Watch the advert, above.
The one minute, 20 second clip portrays lifelong friends and, according to Amazon:
... tells a story of a Christian Vicar and a Muslim Imam who are lifelong friends but aren’t as sprightly as they were in their youth.
One day the Vicar has a moment of inspiration and decides to do something to make the Imam’s life and work a little easier.
What the Vicar doesn’t know, is the Imam also has the same idea for the Vicar…
Amazon said it had worked with representatives of faiths in the UK including the Christian & Muslim Forum, the Church of England and the Muslim Council of Britain in creating the advert.
These organisations helped Amazon be both accurate and respectful, it said.
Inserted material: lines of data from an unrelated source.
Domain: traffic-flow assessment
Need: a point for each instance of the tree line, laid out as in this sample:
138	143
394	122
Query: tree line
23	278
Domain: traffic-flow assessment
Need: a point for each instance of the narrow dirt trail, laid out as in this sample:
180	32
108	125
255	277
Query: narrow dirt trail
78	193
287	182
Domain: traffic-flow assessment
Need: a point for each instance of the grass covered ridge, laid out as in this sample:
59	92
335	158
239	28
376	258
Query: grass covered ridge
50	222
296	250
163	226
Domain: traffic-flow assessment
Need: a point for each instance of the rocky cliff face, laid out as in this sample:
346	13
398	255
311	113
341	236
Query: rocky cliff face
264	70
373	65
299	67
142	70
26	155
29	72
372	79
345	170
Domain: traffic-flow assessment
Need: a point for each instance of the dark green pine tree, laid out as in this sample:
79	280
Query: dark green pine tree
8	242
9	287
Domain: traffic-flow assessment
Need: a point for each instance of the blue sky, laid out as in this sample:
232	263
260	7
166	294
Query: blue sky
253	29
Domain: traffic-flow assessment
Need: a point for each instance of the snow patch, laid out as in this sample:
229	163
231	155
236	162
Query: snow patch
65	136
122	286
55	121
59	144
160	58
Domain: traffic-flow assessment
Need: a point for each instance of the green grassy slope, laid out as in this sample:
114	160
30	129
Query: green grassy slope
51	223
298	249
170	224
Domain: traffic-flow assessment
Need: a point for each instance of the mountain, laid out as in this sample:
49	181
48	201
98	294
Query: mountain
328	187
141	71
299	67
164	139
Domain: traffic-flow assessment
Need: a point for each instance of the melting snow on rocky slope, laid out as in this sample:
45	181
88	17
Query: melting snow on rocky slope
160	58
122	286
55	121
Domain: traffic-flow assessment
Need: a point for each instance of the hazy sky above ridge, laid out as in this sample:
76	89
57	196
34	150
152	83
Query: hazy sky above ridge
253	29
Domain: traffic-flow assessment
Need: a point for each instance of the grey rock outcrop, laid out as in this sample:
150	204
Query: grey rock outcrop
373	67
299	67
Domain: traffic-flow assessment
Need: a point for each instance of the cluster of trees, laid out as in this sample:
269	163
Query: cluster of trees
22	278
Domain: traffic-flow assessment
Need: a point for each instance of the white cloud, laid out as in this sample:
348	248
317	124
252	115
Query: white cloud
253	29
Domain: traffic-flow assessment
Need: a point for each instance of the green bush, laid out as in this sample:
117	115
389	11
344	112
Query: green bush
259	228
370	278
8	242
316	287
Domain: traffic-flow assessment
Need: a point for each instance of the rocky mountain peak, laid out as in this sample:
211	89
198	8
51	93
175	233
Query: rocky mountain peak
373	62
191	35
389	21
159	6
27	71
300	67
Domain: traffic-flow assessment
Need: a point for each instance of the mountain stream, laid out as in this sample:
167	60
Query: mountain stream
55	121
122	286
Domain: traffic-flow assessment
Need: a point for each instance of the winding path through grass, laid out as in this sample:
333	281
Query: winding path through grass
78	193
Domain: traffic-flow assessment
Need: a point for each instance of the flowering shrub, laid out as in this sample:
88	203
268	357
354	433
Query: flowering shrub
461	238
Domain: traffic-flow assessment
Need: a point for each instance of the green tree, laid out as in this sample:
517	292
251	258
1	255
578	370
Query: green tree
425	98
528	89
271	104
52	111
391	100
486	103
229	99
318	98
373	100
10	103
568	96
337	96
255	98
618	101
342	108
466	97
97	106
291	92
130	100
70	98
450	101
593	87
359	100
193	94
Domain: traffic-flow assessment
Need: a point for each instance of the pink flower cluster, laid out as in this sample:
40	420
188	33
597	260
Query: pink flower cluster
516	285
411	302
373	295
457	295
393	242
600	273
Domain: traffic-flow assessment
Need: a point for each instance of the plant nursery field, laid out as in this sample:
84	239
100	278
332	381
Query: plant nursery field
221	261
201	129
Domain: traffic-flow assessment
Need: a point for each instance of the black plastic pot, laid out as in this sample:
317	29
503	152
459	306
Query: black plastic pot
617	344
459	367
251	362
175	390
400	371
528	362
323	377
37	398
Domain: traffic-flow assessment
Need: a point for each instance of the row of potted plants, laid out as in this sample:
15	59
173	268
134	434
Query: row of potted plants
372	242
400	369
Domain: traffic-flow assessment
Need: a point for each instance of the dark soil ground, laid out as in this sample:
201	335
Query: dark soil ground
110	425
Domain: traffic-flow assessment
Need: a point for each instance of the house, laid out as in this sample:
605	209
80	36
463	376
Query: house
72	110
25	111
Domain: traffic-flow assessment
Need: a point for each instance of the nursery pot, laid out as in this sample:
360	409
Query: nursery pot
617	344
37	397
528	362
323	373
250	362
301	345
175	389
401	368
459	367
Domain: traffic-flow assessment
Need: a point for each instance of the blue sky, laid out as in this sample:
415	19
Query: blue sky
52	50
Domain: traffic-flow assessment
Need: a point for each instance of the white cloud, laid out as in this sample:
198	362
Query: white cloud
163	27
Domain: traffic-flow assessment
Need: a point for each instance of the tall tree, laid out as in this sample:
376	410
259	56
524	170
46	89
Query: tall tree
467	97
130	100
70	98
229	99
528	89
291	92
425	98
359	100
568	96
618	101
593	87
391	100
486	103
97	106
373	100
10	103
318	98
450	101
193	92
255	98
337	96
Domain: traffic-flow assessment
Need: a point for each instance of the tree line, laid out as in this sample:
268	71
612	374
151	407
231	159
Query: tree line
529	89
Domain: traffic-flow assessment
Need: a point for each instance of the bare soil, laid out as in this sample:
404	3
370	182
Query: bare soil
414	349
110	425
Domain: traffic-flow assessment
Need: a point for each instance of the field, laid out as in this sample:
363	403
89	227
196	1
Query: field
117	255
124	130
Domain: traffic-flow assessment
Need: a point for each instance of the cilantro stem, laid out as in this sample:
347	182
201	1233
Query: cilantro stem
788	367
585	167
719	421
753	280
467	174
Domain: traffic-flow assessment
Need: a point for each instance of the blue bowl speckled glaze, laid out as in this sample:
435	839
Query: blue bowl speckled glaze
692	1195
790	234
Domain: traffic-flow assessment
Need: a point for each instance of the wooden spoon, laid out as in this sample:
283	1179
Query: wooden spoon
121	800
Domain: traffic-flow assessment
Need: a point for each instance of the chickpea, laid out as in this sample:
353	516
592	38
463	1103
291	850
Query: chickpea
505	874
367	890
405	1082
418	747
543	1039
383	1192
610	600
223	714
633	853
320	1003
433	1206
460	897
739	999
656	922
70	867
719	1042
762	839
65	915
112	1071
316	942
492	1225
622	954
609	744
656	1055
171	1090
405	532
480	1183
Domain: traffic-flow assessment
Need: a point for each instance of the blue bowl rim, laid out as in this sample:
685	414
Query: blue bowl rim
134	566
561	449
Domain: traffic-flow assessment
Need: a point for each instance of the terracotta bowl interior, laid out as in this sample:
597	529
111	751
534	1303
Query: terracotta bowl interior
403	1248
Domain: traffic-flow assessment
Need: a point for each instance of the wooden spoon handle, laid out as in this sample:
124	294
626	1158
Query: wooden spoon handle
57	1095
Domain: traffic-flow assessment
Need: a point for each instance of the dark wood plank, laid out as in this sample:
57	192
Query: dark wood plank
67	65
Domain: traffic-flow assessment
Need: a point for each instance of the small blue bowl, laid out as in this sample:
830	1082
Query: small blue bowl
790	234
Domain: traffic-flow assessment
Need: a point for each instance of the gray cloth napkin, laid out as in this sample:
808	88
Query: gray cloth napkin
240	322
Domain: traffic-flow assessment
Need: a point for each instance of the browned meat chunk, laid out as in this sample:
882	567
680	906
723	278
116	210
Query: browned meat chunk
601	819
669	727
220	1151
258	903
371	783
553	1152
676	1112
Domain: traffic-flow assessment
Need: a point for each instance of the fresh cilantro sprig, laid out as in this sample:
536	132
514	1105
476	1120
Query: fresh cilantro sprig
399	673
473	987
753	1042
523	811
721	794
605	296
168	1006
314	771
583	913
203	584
Church of England spokesperson Mark Arena told The Huffington Post UK: “We are delighted with reaction to this advertisement and we were so happy to work with Amazon. We were very clear that this tied into how our daily work so we thought: why not?
“What we are so interested in is the interfaith dialogue, given the level of outreach we are doing and this spoke so well to that.”
The Church added: “The interfaith message of this advert reflects the long-standing, deep friendships between those of different faiths in communities across the country.”
Harun Khan, Secretary General of the Muslim Council of Britain, said: “The video from Amazon Prime is a brilliant advert highlighting an example of the strong friendships that exist between many Christians and Muslims across the country.
“The symbolism of gift-giving adds to the advert’s power, especially during seasonal festivities.”
Casting for the film reflected the advice Amazon received. The gentleman playing the Vicar is a practicing Vicar in London, while the man playing the Imam is a devout Muslim and the Principal of a Muslim School.
Producers used an actual church, St Dunstan and All Saints Stepney Church in London, and the East London Mosque for scenes within the places of worship.